C2, d'autre part, je pense que c'est tout simplement daft: les qualia ne sont pas physiques? Vraiment? Alors pourquoi avons-nous besoin d'objets physiques, d'yeux physiques, de neurones physiques, et ainsi de suite, pour les percevoir? Modifier tout ce qui précède, et notre perception des changements de qualia, une très bonne raison de croire que les qualia sont en fait physiques. (De même, la position minimalement raisonnable sur la conscience est ce que certains philosophes appellent la «clause de non-ectoplasme»: cependant la conscience fonctionne, elle est ancrée dans un cerveau physique fonctionnel, éloigne le cerveau, vous n'avez plus de conscience.)

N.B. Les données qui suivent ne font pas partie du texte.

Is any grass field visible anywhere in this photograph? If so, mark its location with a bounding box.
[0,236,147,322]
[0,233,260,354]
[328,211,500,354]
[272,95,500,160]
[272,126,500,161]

Donc, quel que soit le désaccord que Kripke et McGinn entretiennent avec les qualia inversés, je doute que cela soit important à long terme: les qualités secondaires sont de mieux en mieux expliquées par la neurobiologie et les sciences cognitives, et les philosophes devraient utiliser ces explications pour éclairer les nombreux débats intéressants. toujours ouvert dans la philosophie de l'esprit.